1937
yılında, Adana'da doğdu. Sanatsal çalışmalarından dolayı defalarca soruşturmaya uğradı. Yaşamı boyunca, toplam 12 yıl cezaevinde yattı. 1981 Ekim'inde, izinli çıktığı Isparta yarı-açık cezaevine dönmeyerek, yurtdışına çıktı. Paris'e yerleşti.

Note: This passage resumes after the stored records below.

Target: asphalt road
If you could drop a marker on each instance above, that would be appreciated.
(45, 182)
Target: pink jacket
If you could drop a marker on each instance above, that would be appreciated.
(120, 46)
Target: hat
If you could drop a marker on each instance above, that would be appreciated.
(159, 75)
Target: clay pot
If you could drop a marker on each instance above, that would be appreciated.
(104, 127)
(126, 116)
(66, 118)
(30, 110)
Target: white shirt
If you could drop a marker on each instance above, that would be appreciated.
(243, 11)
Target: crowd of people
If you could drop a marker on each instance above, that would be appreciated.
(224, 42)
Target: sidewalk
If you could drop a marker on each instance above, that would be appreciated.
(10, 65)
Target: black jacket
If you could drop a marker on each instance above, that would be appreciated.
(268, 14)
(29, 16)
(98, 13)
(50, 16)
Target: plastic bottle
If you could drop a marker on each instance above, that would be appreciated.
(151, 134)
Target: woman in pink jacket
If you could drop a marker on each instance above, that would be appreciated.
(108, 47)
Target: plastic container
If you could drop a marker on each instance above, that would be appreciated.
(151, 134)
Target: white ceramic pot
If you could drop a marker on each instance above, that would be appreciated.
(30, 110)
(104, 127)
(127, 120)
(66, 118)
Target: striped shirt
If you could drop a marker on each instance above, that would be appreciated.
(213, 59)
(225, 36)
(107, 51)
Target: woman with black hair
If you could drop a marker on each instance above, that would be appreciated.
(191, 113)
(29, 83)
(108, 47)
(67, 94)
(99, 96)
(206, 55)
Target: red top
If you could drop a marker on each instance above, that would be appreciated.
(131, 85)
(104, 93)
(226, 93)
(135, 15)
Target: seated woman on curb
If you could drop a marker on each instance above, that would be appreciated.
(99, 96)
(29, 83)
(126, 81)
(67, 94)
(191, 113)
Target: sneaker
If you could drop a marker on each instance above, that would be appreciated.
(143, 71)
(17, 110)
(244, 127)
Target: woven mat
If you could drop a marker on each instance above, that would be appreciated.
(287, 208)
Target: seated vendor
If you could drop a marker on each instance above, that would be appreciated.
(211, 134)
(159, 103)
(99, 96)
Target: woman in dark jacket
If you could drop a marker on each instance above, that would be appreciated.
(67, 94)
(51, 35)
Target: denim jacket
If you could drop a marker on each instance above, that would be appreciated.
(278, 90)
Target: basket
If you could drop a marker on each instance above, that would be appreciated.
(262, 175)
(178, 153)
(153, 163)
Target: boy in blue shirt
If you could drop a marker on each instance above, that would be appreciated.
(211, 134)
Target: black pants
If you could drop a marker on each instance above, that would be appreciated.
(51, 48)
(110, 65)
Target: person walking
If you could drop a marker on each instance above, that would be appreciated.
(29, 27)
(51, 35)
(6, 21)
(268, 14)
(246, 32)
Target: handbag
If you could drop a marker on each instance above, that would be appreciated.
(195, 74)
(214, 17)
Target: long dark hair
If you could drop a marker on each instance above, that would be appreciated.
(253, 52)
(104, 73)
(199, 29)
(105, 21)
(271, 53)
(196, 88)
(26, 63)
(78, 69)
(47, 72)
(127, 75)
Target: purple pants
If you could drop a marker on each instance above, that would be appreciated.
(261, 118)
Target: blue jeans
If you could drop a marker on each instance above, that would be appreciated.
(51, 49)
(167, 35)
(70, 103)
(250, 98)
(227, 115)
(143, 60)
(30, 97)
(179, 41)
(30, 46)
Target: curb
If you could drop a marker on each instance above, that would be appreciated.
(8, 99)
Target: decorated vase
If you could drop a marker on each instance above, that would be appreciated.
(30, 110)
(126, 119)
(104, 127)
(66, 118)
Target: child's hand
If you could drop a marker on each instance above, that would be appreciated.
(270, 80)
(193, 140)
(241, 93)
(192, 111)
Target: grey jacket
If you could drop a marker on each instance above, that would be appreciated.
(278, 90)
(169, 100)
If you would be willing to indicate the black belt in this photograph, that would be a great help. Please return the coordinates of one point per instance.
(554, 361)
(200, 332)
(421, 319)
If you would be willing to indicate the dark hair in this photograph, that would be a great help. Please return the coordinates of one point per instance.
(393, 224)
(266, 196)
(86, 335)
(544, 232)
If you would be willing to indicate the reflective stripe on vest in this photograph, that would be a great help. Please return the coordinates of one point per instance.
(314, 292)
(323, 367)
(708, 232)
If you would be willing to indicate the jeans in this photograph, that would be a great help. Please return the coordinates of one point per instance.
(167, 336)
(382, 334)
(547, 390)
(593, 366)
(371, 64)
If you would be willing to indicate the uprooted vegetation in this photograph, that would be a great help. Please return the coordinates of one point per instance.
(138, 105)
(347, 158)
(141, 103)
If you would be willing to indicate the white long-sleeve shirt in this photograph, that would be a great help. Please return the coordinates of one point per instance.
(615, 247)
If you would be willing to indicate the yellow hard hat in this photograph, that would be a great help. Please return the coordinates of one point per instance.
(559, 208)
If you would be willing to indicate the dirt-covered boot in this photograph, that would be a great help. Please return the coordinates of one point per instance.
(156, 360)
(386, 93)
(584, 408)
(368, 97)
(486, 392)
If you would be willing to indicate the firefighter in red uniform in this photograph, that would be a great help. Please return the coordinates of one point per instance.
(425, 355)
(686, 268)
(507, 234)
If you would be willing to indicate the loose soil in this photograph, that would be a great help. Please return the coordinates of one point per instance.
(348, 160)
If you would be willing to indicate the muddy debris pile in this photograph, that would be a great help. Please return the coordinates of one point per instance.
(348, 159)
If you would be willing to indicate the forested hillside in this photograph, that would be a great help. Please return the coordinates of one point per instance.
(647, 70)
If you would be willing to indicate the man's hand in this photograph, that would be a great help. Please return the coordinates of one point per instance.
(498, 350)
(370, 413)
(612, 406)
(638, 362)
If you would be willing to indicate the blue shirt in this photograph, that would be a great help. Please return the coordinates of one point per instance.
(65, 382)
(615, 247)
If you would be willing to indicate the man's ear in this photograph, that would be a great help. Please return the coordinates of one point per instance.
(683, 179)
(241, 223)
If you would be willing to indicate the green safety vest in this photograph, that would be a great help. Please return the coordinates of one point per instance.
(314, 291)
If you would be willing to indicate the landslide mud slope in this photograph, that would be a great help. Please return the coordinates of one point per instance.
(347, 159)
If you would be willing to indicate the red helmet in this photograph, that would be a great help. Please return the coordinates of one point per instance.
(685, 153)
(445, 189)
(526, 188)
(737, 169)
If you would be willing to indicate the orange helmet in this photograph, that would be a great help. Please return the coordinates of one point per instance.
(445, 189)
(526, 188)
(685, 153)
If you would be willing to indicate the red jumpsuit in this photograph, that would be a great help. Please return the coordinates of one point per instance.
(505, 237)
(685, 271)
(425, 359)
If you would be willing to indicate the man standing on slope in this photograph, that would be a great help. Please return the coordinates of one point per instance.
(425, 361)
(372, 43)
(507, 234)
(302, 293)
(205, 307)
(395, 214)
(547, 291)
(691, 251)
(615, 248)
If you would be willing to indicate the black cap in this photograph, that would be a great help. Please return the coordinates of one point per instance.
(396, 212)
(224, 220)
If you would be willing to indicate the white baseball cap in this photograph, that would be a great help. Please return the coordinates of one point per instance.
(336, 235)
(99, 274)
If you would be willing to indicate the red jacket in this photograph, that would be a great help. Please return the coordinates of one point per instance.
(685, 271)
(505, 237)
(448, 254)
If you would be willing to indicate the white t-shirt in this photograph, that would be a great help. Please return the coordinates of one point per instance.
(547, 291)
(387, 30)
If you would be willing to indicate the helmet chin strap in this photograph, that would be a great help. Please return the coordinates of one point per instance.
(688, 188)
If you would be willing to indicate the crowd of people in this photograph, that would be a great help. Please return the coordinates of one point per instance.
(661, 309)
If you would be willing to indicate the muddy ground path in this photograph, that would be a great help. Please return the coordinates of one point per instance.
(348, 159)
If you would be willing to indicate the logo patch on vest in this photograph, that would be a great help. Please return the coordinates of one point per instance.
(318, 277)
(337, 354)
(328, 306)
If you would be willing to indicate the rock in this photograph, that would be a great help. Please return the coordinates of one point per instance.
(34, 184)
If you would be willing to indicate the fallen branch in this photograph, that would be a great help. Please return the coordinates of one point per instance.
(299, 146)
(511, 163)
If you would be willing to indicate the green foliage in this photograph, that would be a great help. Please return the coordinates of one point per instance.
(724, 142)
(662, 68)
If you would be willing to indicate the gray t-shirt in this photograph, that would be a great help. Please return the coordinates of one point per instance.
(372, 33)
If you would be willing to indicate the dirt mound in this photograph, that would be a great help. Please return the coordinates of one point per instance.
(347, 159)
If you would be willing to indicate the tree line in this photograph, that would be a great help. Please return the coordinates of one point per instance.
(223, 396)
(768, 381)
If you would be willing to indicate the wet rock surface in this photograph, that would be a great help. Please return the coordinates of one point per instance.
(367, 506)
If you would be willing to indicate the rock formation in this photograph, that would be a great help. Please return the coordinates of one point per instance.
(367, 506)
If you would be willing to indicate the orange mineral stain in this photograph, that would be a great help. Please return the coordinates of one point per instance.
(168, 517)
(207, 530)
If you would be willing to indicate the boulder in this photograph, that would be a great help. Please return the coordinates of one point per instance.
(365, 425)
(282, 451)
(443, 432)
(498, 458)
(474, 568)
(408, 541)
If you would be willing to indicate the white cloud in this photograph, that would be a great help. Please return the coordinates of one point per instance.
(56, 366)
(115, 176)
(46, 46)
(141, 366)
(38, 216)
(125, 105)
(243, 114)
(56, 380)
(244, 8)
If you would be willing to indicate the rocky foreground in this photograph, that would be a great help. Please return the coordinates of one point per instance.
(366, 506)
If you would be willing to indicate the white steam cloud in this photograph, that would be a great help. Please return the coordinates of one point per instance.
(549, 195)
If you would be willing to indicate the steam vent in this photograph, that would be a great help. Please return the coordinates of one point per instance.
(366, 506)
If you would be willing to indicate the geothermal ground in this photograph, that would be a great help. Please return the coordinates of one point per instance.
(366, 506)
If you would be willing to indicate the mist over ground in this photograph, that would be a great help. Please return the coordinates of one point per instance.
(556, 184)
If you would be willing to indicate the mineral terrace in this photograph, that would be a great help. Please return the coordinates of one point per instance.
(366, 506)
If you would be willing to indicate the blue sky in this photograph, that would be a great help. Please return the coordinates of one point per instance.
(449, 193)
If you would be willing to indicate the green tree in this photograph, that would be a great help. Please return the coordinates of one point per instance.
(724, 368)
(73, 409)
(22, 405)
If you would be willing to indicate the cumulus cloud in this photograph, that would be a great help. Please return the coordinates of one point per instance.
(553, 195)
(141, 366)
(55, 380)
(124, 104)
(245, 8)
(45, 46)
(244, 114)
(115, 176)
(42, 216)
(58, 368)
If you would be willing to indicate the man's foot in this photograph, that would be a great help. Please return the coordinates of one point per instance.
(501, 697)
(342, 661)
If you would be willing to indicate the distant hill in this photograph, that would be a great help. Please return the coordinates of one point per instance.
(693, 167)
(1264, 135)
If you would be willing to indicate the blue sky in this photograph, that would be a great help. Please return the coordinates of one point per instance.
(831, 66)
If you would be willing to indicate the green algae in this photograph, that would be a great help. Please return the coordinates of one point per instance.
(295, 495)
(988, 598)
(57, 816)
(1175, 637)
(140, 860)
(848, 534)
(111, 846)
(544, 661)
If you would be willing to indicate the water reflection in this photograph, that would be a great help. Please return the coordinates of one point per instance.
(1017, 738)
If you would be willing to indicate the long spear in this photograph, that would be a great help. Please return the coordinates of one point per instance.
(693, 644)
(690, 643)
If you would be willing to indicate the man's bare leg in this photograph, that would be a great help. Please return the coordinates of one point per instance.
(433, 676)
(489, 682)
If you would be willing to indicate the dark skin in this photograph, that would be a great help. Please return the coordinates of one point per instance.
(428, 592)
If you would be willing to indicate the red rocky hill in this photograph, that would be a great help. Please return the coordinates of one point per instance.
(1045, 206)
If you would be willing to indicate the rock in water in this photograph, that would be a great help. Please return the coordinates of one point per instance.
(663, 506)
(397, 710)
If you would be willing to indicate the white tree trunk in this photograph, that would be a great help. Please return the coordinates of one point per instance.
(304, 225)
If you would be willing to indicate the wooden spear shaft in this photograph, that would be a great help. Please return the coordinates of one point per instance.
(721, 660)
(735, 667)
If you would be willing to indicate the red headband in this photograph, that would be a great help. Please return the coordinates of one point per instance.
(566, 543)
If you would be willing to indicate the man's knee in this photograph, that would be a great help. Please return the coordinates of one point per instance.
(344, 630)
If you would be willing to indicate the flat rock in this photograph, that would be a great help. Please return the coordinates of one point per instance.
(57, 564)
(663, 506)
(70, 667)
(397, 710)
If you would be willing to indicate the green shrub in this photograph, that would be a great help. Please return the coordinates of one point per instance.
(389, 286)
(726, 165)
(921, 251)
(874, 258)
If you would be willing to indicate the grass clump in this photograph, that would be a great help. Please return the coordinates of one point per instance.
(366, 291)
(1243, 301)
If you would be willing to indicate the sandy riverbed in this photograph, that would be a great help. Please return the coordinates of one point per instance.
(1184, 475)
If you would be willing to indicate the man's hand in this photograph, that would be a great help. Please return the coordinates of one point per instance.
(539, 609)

Kürt Enstitüsü'nün kuruluşunda kurucu üye olarak yeraldi.
'
'Yol'' filmi ile, 1982 Cannes Film Şenliği Büyük Ödülü'nü
aldı.
9 Eylül 1984'te yakalandığı amansız hastalıktan kurtulamayarak, hayalindeki
projeleriyle birlikte sonsuz yolculuğuna çıktı...
Sanat,
toplumun aynasıdır. Bu aynaya bakan her herkes,
biraz da kendisinden birşeyler görür. Gördükleriyle
kendisi arasında bir bağ kurmaya çalışır.
Bir
dönemin tanıklığını en iyi şekilde beyaz perdeye aktaran Yılmaz Güney, sanatçı kimliğinden ötürü hep
sıkıntılarla karşılaştı. Ömrünün önemli
bir bölümünü cezaevlerinde geçirdi.
Egemen
çevreler tarafından bir asi, hatta bir katil olarak
nietelendirilen Yılmaz Güney, ezilen, horlanan
ve baskı gören kitlelerin kalbinde
"Çirkin
Kral" olarak taht kurdu, kendi filmlerinde onların dertlerini, sıkıntılarını ve sevinçlerini ustaca işledi.
Bu
özelliğinden dolayı toplumun her kesimi onun kişiliğinde ve sanatında kendinden birşeyler buluyor, kendilerine göre
onu ve sanatını tanımlıyorlardı.
Işte bu nedenle kimileri, Yılmaz Güney'i bir enternasyonalist,
usta bir devrimci ve düşünür olarak tanımladi.
Kimileri
ise, onun yazar ve sanatçı kimliğini görmezden gelerek, siradan
bir kabadayı olarak tanımladı.
Ama
O, hernekadar sinemasını ve yazarlığını Türkçe icra edip ve bu kimliğiyle Türk sinemasına ve sanatına büyük katkı yaptıysa da, bir Kürt olarak yaşama veda etti.
Erken
gelen bir ölümle aramizdan ayrılşı, sürgünde de olsa
kendi ana dilinde ürün verebilme isteğini engeledi.
Ölümüyle,
Türk sineması "Çirkin
Kral"ını kaybederken, Kürt sanatı ise, onun katacağı zenginlikten yoksun kaldı.